About seven years ago, I went through something that essentially changed the configuration of my life.
I ended up living alone, which is unusual for a woman in the Middle East—especially since my family lives in the same country.
My new life was unfamiliar territory. Since I consider myself an extrovert, being void of social stimuli was a challenging set of circumstances. I tried doing a lot of things to fill the gap of loneliness: reading books, listening to music, going out with friends, enrolling in mindfulness courses, and a diverse set of activities to get my mind out of its solitary state.
At the time, an ant colony had settled around my home. After trying everything to my knowledge to get rid of them, nothing worked—I grew frustrated.
Then, one day I remembered a story in the Quran about the prophet Sulaiman. He and his army passed an ant valley. The ants said to each other, “Oh ants, enter your dwellings that you not be crushed by Solomon and his soldiers while they perceive not.” Sulaiman smiled and ordered his army to divert from the colony. I don’t pretend to have any superpowers, but I decided to let the ants be, listen, and whisper to them.
I started observing these pestering creatures. I had somehow become curious about their sociological complex. I noticed how disciplined and orderly they were while walking in strict lines. It was as though they were operating under a system.
Over the next days, observing the ants became a ritual for me; my inquisition turned into a test of their resiliency and communal living. By using my hand or sticks to make barriers, sometimes adding food, I was able to learn many things about the creatures I once considered a nuisance.
The ants were teaching me some fundamentals about life as though they were messengers. I started to reflect and draw parallels between the lives of ants and the human condition. The ants understood the importance of community, it was the basic yet essential component of their social and cultural development.
I decoded this message and it reflected in different aspects of my life—there were three major learnings:
The small creatures always found a way around the barriers I set for them. The message: no setback nor debilitation can stop us in our journey. We can always start from zero, we can still stand up after a fall, and there is always a way to bypass a barrier.
I can always recall how the ants were ever mindful of every step they took. The message: It is truly about the journey we take and being mindful of it. When we know the intention, it gives us a solid reason to be focused, persistent, and aware.
3. Let go and move on.
Whenever a member of the ant colony perishes, the others carry on with grace, gather their strengths, and regain their focus to move on to other endeavors—being able to observe these behaviors engraved a healthy pattern inside my subconscious. Turmoil can’t stop us from living and being.
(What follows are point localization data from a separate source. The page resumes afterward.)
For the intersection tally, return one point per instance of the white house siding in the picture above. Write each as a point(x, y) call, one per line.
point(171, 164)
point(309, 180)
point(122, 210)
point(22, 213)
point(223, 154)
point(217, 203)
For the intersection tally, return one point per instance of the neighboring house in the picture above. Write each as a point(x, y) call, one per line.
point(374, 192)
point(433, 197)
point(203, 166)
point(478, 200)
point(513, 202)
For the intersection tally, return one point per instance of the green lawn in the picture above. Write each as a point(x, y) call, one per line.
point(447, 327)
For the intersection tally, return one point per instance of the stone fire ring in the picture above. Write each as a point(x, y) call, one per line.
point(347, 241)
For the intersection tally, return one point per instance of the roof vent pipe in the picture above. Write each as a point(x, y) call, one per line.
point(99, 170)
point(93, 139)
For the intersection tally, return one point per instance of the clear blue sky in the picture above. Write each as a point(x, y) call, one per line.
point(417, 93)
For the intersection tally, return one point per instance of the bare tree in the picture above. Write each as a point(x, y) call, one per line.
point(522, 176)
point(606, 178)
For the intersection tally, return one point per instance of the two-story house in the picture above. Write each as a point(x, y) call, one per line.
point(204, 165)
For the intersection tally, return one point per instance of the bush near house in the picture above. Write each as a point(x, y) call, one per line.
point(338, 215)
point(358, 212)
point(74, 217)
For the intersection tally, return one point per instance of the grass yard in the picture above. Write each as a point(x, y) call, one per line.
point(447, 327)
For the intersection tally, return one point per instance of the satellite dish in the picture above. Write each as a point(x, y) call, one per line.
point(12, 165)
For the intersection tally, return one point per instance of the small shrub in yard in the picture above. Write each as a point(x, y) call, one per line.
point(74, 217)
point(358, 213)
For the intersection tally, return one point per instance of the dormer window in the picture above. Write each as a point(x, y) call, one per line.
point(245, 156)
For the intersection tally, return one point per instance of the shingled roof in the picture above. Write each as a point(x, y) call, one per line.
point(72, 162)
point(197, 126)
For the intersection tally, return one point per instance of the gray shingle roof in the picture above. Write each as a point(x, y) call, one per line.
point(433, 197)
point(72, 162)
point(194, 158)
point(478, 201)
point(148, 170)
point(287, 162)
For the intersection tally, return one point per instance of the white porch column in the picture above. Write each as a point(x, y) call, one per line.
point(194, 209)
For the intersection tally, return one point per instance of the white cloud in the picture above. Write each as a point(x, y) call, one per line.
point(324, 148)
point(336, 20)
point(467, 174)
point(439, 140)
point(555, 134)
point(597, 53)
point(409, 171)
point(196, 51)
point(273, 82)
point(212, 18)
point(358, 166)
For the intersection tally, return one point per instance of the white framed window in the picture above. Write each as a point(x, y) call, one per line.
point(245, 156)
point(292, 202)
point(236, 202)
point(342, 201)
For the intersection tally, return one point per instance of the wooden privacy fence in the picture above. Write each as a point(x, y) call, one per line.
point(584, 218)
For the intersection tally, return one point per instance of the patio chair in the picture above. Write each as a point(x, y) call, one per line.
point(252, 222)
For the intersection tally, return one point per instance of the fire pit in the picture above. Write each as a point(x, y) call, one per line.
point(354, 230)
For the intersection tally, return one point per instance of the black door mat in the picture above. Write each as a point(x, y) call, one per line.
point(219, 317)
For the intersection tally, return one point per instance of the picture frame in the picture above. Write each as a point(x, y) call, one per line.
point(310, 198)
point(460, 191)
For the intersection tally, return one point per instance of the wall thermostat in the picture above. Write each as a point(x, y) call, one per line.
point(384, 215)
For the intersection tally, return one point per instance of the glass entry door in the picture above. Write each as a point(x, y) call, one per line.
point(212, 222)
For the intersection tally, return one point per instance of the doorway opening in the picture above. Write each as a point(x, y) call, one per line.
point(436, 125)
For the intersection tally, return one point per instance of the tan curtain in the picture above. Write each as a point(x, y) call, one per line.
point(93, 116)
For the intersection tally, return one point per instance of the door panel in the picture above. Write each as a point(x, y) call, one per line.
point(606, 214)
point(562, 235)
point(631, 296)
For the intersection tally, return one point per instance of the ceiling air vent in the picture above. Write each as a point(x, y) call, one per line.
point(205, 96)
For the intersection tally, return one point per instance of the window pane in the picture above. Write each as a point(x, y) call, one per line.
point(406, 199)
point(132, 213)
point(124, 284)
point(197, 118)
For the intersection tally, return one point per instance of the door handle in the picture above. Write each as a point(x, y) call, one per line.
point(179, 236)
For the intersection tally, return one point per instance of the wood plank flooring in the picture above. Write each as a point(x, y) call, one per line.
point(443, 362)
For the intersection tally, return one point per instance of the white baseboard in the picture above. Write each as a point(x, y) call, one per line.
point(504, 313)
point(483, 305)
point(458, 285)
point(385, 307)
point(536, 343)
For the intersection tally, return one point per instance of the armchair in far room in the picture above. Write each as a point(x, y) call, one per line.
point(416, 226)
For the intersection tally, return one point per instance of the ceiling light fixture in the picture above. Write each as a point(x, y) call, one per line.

We can always find a way to rise and move on swiftly and gracefully in any situation of loss.
Although the above were critical lessons and reflections, another giant lesson ants taught me is that introversion can get us back into a balanced state of being. A place where we meet ourselves and connect with other beings within the universe. We start to see beyond what we see when we only live in an extroverted state.
The insight I gleaned throughout this experience has conditioned me to believe that maybe it is healthier for us to be multifaceted. Perhaps the key is to be an ambivert who can enjoy our own company and solitude as much as we enjoy others. This allows us to connect with existence in many different layers.
There is beauty and hidden meaning in everything. There could be a reservoir of knowledge to be attained in the most desperate situation. It’s all about how we angle our perspective—let’s be led by sheer wonder and pondering of our surroundings.
Curiosity contains utility; the answers that we seek during times of uncertainty can be found in the most unexpected of circumstances. Sometimes it is in places that no human, book, or teaching could deliver.
I discovered that observing ants to the degree that I did was an exercise in mindfulness and a kind of meditation. To see beyond what was readily available to the eyes, I had to dig much deeper.
After my experience with the ants, I have become more conscious of other forms of reality. I am now fully aware that truths of life can be delivered by way of a creature, a situation, or a moment of pure silence. Answers reside everywhere in this universe, but to obtain them, we must pay attention and wonder.
In these times, the whole world is going to an introverted state. People are being forced by COVID-19 to go back home—exactly how an ant colony is kept and protected. It is a situation that none of us have ever been through.
From my whispering and communicating with ants, let us learn to act as a united colony of human beings.
Let us remember there is always space for resilience and the ability to just be. Let us focus on what we can do and enjoy the moment when we achieve it. Let us learn the art of letting go, despite what we lose and the things we cannot control—even if it is hard.
Let’s learn to go back to ourselves, to stillness, to listen, and to know more profound knowledge. Let us observe, wonder, listen, and maybe even whisper. It is the perfect time to do it.
Now when I see an ant, I think of it as the universe smiling at me. So I smile back. I say, “Hi, and thank you!”
Nowadays, I am a universe whisperer. I am learning a lot—try it!